(Adds quote from Velarde, context)
By Teresa Cespedes
LIMA, Nov 8 (Reuters) - Peru’s inflation rate will likely end the year at about 1.9 or 2 percent - at the center of the central bank’s target range - thanks to a “rapid” decrease in consumer prices, the bank’s chief said Wednesday on the eve of its interest rate decision.
The central bank had forecast 2017 inflation at 2.3 percent in September, before the annual inflation rate dropped to 2.04 percent in October as consumer food prices continued to retreat from a flooding-related spike this year.
“We’re seeing a rapid decrease in inflation,” Julio Velarde told journalists on the sidelines of an event. “We expect inflation to end the year at 1.9 to 2 percent and 2 percent next year.”
The outlook gives the bank more room to weigh cutting the benchmark interest rate for a fourth time this year as the economy recovers from a sharp slowdown.
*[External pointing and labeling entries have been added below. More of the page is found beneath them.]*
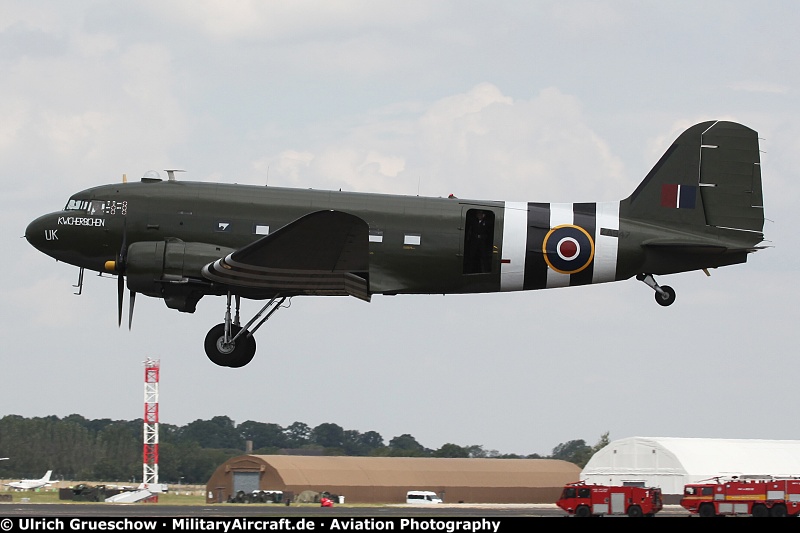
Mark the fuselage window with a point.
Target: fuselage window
(478, 241)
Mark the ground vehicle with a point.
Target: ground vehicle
(757, 497)
(422, 496)
(580, 499)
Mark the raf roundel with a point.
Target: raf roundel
(568, 249)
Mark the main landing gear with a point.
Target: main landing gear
(229, 344)
(665, 294)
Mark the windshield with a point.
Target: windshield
(96, 207)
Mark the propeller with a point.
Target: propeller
(119, 267)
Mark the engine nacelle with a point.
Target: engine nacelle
(170, 269)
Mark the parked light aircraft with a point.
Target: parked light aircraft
(700, 207)
(31, 484)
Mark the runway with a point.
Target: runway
(459, 511)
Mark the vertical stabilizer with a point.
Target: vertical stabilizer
(710, 176)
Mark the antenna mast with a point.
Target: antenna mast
(150, 463)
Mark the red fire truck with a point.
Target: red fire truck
(580, 499)
(757, 497)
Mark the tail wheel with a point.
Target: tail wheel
(667, 298)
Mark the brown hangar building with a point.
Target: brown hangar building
(387, 479)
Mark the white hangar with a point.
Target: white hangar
(671, 462)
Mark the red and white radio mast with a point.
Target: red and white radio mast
(150, 462)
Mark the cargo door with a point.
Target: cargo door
(478, 245)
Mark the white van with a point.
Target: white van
(422, 496)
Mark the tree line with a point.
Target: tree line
(76, 448)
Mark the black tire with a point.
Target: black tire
(634, 511)
(240, 359)
(583, 511)
(778, 511)
(241, 353)
(760, 510)
(667, 298)
(707, 510)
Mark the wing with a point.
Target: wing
(322, 253)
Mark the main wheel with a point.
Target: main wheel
(667, 298)
(231, 355)
(634, 511)
(247, 353)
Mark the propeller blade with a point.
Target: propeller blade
(120, 267)
(120, 292)
(130, 311)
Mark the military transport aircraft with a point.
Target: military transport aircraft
(31, 484)
(699, 207)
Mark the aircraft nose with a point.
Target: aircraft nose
(40, 232)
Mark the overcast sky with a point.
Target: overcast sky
(519, 101)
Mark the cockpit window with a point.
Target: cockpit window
(97, 207)
(77, 205)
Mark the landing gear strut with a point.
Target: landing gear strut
(229, 344)
(665, 295)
The market is divided about whether the bank will lower the rate on Thursday, with nine out of 14 analysts polled by Reuters forecasting a hold.
Velarde said year-on-year economic growth would likely quicken to at least 3.7 percent in the fourth quarter, though it probably would not change the bank’s view of a 2.8 percent expansion in all of 2017.
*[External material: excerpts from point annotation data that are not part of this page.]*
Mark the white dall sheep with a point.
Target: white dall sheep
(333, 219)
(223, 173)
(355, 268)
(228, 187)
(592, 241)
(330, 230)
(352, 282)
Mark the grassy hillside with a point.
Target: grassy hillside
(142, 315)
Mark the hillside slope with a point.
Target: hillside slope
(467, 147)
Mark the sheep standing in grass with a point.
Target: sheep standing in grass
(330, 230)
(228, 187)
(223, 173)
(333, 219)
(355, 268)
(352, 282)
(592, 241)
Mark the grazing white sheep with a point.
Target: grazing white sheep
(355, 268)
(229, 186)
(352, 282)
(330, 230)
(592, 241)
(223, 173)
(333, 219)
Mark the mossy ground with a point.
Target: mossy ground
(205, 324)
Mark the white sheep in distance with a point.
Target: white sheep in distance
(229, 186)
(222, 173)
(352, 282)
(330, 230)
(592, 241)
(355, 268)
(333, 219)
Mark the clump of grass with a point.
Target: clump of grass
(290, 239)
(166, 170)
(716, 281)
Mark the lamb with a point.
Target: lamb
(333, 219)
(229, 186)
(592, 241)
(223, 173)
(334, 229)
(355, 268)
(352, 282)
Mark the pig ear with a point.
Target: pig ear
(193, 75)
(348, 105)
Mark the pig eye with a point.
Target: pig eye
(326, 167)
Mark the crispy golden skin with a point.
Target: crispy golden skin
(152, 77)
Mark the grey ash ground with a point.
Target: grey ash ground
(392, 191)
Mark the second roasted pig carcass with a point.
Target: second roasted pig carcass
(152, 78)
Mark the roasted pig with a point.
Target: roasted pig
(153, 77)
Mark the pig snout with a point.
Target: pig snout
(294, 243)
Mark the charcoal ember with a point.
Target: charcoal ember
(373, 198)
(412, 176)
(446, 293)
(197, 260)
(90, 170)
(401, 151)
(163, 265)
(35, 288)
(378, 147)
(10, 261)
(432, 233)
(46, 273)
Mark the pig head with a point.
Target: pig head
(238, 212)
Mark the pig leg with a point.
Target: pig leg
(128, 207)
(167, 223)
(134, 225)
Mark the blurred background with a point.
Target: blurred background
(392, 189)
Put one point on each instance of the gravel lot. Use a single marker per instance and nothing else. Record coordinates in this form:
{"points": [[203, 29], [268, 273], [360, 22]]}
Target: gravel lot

In September, the economy likely grew by at least 3 percent from the same month a year earlier thanks to mining and an ongoing recovery in construction activity, Velarde said.
Last week Velarde told Reuters the economy was improving faster than expected but that bets on a new rate cut this year likely grew after the drop in inflation in October.
The central bank aims to keep inflation between 1 and 3 percent. The rate has not dipped below 2 percent since 2009, during the global financial crisis.
Velarde has said that supply, not demand, was behind retreating consumer prices.